I would say the social aspects of the country are reflected in many of my songs, sometimes very directly other times much more subtlety. The first song of the album ‘Rather be a Nobody’ has to do with a culture where a small minority of people have all of the wealth and control. They demand that the poor majority conform to their ideals. They control the government, the media, and even the educational system. If you are not one of them it is almost impossible to get a high school diploma much less a college degree and even if you struggle through all that, employment is handed out to friends and and prejudice annuls all of the hard work you put in. Basically, you end up having to serve the upper class and grovel and kiss ass and buy into the bullshit they are selling, just to survive.
How have you seen your music and guitar playing grow over the last few years?
For a while I was exploring with rhythm and using the guitar as an almost percussive instrument. I am currently obsessed with alternate tuning and the blues.
In recent years, Brazilian music has seen a huge uprising worldwide. Is there anyone that you would recommend?
Lately I have been listening to everything Rosa Passos sings on. Caetano Veloso and are givens. If you speak or at least understand Portuguese I would recommend Djavan. He is an amazing writer though his music doesn’t necessarily appeal to an international crowd. Adriana Calcanhoto, Astrud Gilberto, and Beth Carvalho are all great. And if you like samba, you must listen to Gonzaginha. That should give you a good start.

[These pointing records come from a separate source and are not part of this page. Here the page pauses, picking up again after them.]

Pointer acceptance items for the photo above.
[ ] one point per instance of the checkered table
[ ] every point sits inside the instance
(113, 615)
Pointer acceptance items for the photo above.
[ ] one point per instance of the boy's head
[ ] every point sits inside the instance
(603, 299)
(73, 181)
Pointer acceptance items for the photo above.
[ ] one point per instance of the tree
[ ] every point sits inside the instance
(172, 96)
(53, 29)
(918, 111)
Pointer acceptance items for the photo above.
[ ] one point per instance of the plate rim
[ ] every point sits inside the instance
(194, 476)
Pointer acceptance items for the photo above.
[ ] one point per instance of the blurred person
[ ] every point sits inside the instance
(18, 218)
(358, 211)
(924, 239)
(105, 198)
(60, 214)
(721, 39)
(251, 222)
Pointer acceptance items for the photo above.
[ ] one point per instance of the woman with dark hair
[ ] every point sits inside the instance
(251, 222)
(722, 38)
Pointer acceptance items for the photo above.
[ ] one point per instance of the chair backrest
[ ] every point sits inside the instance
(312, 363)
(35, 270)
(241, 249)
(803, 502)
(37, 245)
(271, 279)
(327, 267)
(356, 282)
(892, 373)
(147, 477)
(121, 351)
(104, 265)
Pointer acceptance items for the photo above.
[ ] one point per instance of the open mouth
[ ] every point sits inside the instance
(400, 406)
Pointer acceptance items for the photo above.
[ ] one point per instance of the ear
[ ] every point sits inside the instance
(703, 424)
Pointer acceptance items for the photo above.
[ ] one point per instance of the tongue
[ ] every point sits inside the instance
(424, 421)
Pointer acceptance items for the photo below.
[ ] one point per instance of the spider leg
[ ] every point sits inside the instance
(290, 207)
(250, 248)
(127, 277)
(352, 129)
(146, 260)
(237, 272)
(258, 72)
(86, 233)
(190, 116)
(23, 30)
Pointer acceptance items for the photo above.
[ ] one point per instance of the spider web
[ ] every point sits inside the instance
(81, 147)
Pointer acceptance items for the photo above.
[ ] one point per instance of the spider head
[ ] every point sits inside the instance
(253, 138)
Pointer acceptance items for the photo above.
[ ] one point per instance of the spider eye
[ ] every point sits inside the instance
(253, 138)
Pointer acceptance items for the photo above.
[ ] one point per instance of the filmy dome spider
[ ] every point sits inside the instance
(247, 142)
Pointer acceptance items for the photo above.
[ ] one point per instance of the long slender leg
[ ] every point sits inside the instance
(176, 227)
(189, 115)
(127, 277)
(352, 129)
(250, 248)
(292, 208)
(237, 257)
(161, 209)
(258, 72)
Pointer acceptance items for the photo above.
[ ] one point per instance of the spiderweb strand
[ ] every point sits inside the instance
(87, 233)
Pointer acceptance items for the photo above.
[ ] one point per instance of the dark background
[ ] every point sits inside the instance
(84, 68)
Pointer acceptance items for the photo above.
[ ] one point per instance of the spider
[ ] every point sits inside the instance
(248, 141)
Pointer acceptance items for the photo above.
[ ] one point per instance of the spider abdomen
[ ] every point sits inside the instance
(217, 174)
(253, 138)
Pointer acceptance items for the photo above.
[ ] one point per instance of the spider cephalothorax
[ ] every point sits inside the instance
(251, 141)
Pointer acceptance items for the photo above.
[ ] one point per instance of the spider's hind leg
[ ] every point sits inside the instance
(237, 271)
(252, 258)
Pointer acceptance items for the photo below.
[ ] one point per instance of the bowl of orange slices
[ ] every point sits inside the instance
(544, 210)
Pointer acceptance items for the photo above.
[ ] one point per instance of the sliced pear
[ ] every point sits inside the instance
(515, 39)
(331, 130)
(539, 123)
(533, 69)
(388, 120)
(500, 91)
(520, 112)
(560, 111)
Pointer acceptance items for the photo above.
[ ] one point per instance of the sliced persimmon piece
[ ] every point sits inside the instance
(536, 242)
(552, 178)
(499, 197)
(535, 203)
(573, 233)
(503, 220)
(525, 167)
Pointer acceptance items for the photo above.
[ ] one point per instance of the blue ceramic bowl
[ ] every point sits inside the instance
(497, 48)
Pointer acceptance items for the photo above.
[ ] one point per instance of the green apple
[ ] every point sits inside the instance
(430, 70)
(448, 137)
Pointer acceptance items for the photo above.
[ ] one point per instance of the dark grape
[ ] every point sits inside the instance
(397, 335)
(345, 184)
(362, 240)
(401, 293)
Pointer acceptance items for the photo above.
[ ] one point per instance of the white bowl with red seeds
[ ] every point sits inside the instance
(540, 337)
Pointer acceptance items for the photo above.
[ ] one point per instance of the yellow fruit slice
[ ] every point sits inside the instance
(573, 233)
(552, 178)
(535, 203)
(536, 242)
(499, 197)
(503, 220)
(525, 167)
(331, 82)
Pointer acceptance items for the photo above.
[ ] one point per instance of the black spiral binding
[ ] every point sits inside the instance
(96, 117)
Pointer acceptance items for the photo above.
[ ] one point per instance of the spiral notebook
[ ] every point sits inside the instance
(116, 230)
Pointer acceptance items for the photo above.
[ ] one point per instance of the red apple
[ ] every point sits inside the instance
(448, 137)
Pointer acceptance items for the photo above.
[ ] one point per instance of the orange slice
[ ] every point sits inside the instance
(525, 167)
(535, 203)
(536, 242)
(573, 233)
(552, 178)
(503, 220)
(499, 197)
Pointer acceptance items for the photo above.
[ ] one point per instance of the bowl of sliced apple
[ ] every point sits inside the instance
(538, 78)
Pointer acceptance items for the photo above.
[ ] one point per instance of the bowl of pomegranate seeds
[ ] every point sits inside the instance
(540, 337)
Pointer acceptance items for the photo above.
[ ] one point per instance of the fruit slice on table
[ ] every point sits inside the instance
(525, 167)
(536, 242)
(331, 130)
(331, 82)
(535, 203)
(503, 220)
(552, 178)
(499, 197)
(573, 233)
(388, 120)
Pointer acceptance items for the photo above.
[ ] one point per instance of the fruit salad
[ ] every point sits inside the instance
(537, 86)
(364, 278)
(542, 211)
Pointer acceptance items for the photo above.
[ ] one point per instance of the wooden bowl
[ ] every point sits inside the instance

To what degrees do other art forms inspire you, such as literature, art, etc?
Mostly they get me thinking and give me themes and ideas for the music. The song ‘Lucy Grey’ is a rare example where I directly reference the poem which helped inspire the song. There is a Wordsworth poem with the same name that seemed to weave itself into my song and fit so well into what I was saying that I had to keep it prominently in the song.
When and where is the best place to write a song for you?
Wherever inspiration strikes. Mostly it seems to happen in the middle of the night with my guitar in the bathroom, or sitting in a meeting daydreaming, or sitting in LA traffic (though those tend to be mostly angry songs about idiots driving giant SUVs)!
What are some of your goals with your music?
I want it to keep evolving and growing. I want it to make people smile and think and dance. I would also like to empower and develop other artists and help them get their music heard. My immediate goals are to find more distribution and maybe even an Indie label that might work with me to get my work heard, to tour and play for as many people as possible. I love it all. I love writing, recording and performing and I aim to keep doing it until the day I die.
What’s the best way to keep informed on Jonathan Stier news and where is your music available?
You can go to my website www.jonathanstier.com, sign up for the mailing list and we’ll keep you up to date on any info. My music is available on iTunes, Rapsody, Napster, and most of the online music stores. You can also buy a hard copy of the Album from cdbaby.com or at any of my live shows.
Most importantly, which Brazilian club do you support?
Only the most beautiful team in all Brazilian soccer! Cruzeiro Esporte Clube!